Não por acaso insistimos no tema da judicialização da vida como disparador de problematizações dos modos de controle em nosso presente, tema que vem sendo amplamente estudado, cada vez mais referido e se mostrado de enorme interesse desde as edições anteriores do Colóquio. Esta iniciativa vem abrindo a possibilidade de reunir pesquisadores de renome nacional e internacional, grupos de pesquisa, profissionais e instituições de referência na discussão em pauta. Tal discussão vem sendo realizada não só em Instituições de Educação Superior, mas com professores de Educação Básica, estudantes de formação de professores, equipes de tribunais de justiça, assistência social, garantia de direitos, saúde e movimentos sociais, aos que também se destina o Colóquio. O acesso ao Colóquio é livre. O financiamento é público. O convite é fazer trincheira em meios aos combates cotidianos... Um fazer que se aproxima da arte: "arte de viver contrária a todas as formas de fascismo, estejam elas já instaladas ou próximas de sê-lo" (Foucault, 1993, p. 198).

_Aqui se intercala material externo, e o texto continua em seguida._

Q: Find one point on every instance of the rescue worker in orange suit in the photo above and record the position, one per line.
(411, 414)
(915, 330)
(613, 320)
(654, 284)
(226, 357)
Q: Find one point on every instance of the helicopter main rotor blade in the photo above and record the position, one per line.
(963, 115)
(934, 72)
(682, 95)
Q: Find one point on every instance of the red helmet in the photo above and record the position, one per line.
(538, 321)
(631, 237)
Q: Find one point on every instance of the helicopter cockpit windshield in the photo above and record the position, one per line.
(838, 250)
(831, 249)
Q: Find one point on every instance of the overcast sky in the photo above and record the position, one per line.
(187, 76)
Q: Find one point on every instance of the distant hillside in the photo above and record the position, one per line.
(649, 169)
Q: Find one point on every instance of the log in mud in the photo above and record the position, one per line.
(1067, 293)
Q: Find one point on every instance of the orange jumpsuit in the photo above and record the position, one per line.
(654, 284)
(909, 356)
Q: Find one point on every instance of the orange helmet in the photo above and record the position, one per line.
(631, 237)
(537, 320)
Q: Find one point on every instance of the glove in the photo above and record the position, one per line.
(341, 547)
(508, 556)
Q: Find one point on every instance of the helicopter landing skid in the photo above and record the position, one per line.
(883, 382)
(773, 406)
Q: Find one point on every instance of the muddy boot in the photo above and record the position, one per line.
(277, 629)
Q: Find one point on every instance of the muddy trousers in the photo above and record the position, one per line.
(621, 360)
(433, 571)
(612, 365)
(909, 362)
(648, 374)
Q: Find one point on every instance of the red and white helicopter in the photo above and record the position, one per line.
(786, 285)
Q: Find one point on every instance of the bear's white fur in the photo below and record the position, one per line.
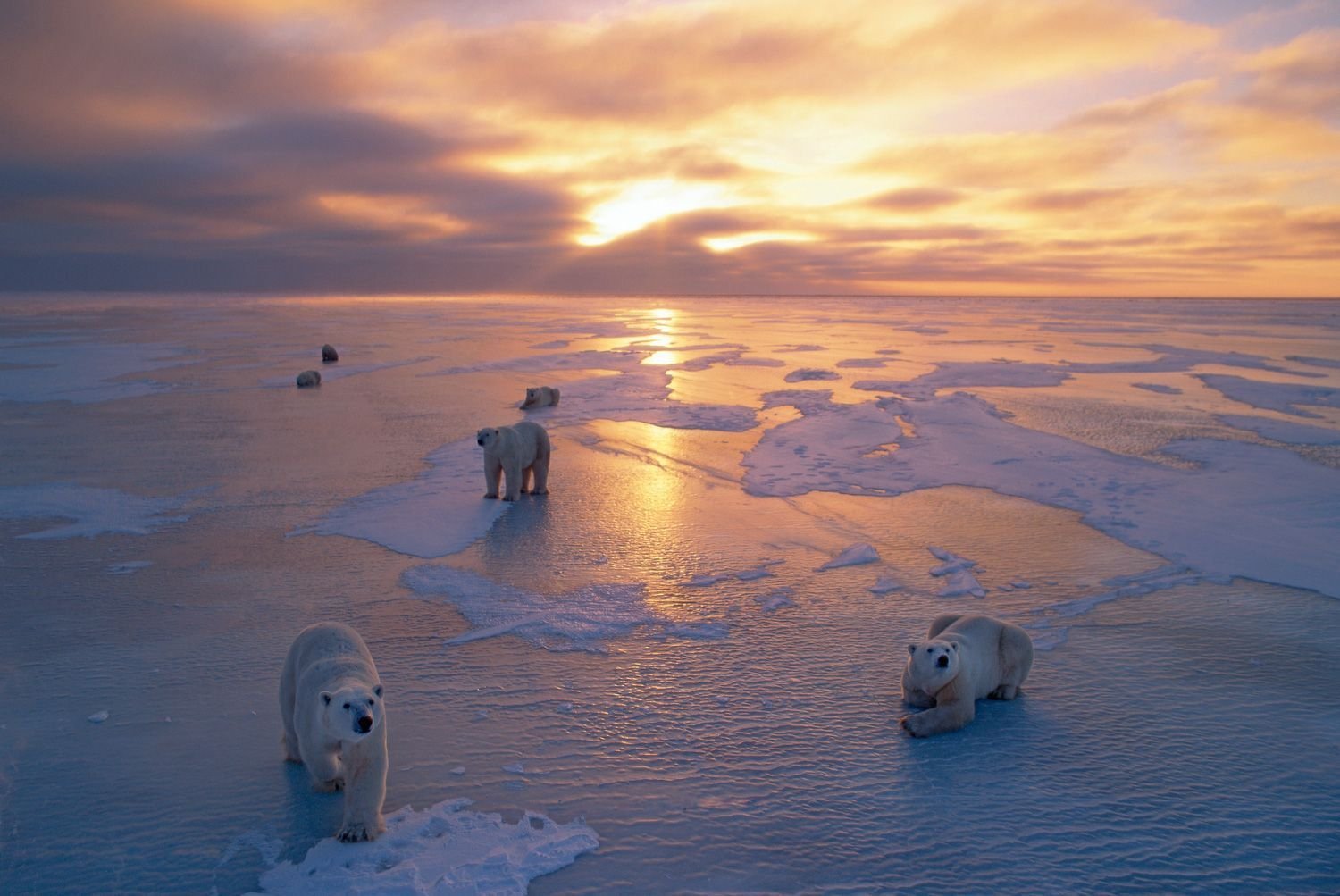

Mês 11, ano 2018. Ainda que sejamos críticas ao que para nós, brasileiras, se apresenta como Estado Democrático de Direito, entramos num ano eleitoral com o desafio e a expectativa de garantir condições de seguirmos lutando pela ampliação das frágeis conquistas aportadas desde a abertura democrática. O olhar microfísico há tempos nos coloca em contato com o recrudescimento de forças conservadoras a questionar a liberdade de cátedra e materiais de apoio educativo, a forçar passagem para a proliferação de diagnósticos e medicalização, a julgar modos de vida que desviam, a criminalizar movimentos sociais de contestação, a perseguir, condenar e encarcerar corpos pretos, a insistir na colonização do pensamento.

No entanto, as lutas por uma vida não fascista se colocam hoje em regime de urgência: fazer uma vida inconformada aos padrões, interpelar as forças de assujeitamento, em cada um de nós, que nos faz "desejar essa coisa mesma que nos domina e explora" (Foucault, 1993, p. 198). A judicialização se apresenta como um aprisionamento da criação de modos singulares de experimentar a vida. Traça destinos únicos, torna as vidas reproduções, destituindo-as de sua potência.

Há que resistir ocupando espaços que aí estão e inventando, ainda que não saibamos o que produzirão, recusando o que temos feito de nós mesmos. O convite para a produção de artigos, a palestrantes do III Colóquio e parceiros que participaram da sua organização, resultou na apresentação de análises de suas pesquisas conceituais e empíricas, realizadas tanto no âmbito acadêmico, quanto em equipamentos sociais e foros de discussão dos direitos sociais de diversos locais do Brasil e de outros países. Uma obra, ora aqui publicada, que parece ganhar, nas condições atuais, a intensidade da transgressão.

 

Referência

Foucault, M. (1993). O Anti-Édipo: uma introdução à vida não fascista. Cadernos de Subjetividade, 1(1), 197-200.         [ Links ]

 

 

Endereço para correspondência:
Estela Scheinvar
estela@uerj.br

Katia Aguiar
katiafaguiarpsi@gmail.com

Maria Livia do Nascimento
mlivianascimento@gmail.com

 

 

1 O colóquio contou com o apoio da CAPES, do Programa de Pós-graduação em Psicologia da UFF e do Programa em Políticas Públicas e Formação Humana da UERJ.
2 As mesas do colóquio podem ser acessadas na página eletrônica: www.infancia-juventude.uerj.br.